Sözleşmesiz Cari Hesap Alacağı Nedir?

Önceki borçlar tahsil edilmemesine rağmen taraflar arasındaki ticari ilişkinin devam etmesi durumuna açık hesap ilişkisi (sözleşmesiz cari hesap) denir. Açık hesap ilişkisinde taraflar tek taraflı ya da karşılıklı olarak alacaklarını hesaba kaydedip belirli hesap dönemlerine bağlı kalmaksızın hesaplaşma yaptıklarından, bu ilişkiye Türk Ticaret Kanunu’ndaki cari hesaba ilişkin hükümler uygulanmaz.

Hangi Tür Alacaklar Cari Hesap Sözleşmesine Konu Olur?

Cari hesaba ilişkin konuları düzenleyen kanun maddesine göre alacak ve borçlar takas usulüne göre yapıldığından sözleşmeye konu olan alacaklar takas edilebilir olmalıdır. Günlük hayatta cari hesabın en çok görüldüğü alacak modeli para alacaklarıdır. Tarafların para alacağı haricinde aynı türden misli mallar üzerinden de sözleşme kurmaları mümkündür.

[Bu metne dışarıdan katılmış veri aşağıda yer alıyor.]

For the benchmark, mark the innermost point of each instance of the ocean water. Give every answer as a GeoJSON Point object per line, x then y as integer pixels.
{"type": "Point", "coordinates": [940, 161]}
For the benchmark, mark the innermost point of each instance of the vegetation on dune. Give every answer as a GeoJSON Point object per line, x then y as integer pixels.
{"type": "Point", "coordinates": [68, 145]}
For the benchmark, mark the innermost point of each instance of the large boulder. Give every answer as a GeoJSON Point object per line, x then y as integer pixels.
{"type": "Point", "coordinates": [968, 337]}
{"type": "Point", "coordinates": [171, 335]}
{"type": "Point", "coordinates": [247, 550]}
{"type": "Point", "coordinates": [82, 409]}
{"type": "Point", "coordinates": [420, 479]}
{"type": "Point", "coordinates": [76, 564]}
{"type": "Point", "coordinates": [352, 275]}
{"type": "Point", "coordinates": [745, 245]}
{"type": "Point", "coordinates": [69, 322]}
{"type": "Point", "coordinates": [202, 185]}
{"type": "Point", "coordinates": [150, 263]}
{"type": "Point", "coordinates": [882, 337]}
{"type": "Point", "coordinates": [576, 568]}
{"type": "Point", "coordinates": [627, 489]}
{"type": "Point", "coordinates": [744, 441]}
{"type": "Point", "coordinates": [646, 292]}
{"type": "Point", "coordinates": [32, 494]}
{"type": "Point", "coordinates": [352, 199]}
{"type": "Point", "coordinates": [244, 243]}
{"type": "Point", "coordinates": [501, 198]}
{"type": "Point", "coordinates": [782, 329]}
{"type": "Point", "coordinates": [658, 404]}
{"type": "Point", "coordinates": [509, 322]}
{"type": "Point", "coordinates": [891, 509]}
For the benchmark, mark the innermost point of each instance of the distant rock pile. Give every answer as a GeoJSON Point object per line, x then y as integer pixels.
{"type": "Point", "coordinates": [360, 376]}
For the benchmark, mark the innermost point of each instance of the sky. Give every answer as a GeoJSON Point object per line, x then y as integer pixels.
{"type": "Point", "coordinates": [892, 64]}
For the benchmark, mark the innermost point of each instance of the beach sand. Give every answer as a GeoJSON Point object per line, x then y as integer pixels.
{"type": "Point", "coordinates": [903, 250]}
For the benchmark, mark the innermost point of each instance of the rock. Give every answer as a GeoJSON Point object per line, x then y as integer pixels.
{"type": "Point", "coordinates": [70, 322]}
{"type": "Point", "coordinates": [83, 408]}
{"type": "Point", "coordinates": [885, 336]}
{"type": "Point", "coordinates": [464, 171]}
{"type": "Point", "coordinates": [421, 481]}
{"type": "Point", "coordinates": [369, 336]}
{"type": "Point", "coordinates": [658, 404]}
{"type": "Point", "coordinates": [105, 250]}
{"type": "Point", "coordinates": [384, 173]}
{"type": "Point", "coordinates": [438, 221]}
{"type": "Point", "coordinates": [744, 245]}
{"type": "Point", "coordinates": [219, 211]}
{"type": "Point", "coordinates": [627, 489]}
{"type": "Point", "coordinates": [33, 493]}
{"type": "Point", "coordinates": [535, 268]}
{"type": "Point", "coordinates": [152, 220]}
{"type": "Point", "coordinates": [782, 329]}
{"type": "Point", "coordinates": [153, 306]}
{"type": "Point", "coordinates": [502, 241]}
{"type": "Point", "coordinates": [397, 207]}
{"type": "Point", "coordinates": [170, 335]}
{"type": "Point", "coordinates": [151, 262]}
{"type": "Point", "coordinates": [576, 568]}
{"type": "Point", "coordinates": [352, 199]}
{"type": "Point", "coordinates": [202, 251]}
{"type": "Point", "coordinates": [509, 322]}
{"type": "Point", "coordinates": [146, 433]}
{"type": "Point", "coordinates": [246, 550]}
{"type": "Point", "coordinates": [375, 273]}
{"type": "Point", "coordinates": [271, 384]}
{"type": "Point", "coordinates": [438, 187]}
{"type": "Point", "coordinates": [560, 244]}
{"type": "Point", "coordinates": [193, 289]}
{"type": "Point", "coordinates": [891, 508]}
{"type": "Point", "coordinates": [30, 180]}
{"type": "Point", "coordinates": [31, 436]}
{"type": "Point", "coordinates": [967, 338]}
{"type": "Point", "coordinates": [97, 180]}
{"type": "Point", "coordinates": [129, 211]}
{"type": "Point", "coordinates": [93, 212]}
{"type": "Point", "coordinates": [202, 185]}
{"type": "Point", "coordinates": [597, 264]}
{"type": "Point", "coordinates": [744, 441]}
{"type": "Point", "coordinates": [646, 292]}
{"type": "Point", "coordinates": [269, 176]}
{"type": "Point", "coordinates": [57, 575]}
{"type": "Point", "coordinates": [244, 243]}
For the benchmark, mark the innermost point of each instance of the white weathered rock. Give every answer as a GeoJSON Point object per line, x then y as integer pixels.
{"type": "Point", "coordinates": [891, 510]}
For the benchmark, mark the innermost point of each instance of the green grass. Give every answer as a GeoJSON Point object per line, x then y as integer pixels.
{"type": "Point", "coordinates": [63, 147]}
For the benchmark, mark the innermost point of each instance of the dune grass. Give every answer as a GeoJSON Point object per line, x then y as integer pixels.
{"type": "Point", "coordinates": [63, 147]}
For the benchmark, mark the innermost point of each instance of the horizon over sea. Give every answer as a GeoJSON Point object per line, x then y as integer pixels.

Cari Hesap Mutabakatı Sözleşmesi Nedir?

Sözlük anlamı uzlaşma ve anlaşma olan mutabakat, işletmelerin hesap defterlerinin uyumunu kontrol etmek amacıyla yapılır; böylece alacak/borç bakiyelerinin dönem sonlarında karşılıklı olarak teyit edilir. İşletmeler, ticari ilişki içinde oldukları diğer firmalarla alacak ve borç bakiye kontrolünü cari mutabakat ile yaparlar. Bakiyelerin birbirini tutup tutmadığını karşılaştırma işine ve bu işi yapmayı sağlayan belgeye cari mutabakat sözleşmesi denir. İki tarafın da hesapları konusunda anlaşması halinde taraflar mutabık sayılmakta ve ortada bir alacak ya da verecek kalmamaktadır. Ticari ilişkinin daha sağlıklı ve güvenli yapılması için tavsiye edilen cari mutabakatın her ay sonunda düzenli olarak yapılmasıdır. Bakiyeyi gösteren cetveli alan tarafın itirazı varsa, noter aracılığıyla, taahhütlü mektupla, telgraf ya da e-imza içeren bir yazıyla bu itirazını 1 ay içerisinde yapması gerekir. Bir ay içinde yapılmayan itirazlar, kabul edilmiş sayılması söz konusudur. Cari hesap sözleşmesinin neleri kapsadığını bilmek, hüküm ve geçerliliklerinin bilincinde olmak önemlidir. Böylece sözleşmelerin imza içeren bir yazı ile olması gerekir. Sözleşmenin imzalanması olası uyuşmazlıkların önüne geçecektir.

Cari Hesap Sözleşmesini Kimler Yapabilir?

Sözleşme taraflarının karşılıklı olarak hem alacaklı hem de borçlu olduğu bu hukuki ilişkide, tacir olan veya olmayan herkes bu sözleşmeyi yapabilmektedir. Diğer bir deyişle, sözleşme taraflarının tacir olma zorunluluğu bulunur, tacir olmayan iki kişi de yapabilmektedir. Fakat, cari hesap konusu Türk Ticaret Kanunu’nda düzenlendiği için taraflar tacir olmasa dahi aralarındaki ilişkiden dolayı ticari iş kapsamında değerlendirilecek olup ilgili kanunun cari hesap konusunun düzenlendiği hükümlerine tabi olacaklardır. Yeniden bir tanım yapmak gerekirse, sürekli bir ticari ilişki içerisinde olan ve tarafların tacir olup olmadığı önem arz etmeksizin yazılı olarak yaptığı cari hesap konulu işleme sözleşme denmektedir.

Cari Hesap Sözleşmesinin Sona Erdiği Haller Nelerdir?

Sözleşme’nin sona ermesi taraflarca kararlaştırılan sürenin tamamlanması halinde gerçekleşebilir. Bununla beraber, taraflarca yapılan sözleşme kapsamında bir süre belirlenmemiş ise taraflardan herhangi birinin fesih ihbarında bulunması ile sonlanabilir. Bahsi geçen tarafların birinin iflası sebebiyle de sözleşme kendiliğinden hükmünü yitirmiş olur. Değinmek gerekir ki, süreli sözleşme yapan taraflardan birinin sözleşme süresi dahilinde ölüm veya kısıtlılık (akıl zayıflığı, madde bağımlılığı vb.) durumları meydana gelirse her iki taraf ve kanuni temsilcileriyle halefleri on gün önceden bildirmek koşulu ile sözleşmeyi feshedebilir. Fakat, artan tutarın ödenmesi, hesabın Cari Hesap Bakiyesi başlığı altında değinilen usulünce kapatılması gereken tarihte istenir.

Sözleşme Zamanaşımına Uğrar Mı?

Sözleşme, Türk Ticaret Kanunu'nun ilgileri hükümleri uyarınca sözleşmenin sona erdiği tarihin üzerinden beş yıl geçmesi ile zamanaşımına uğramaktadır.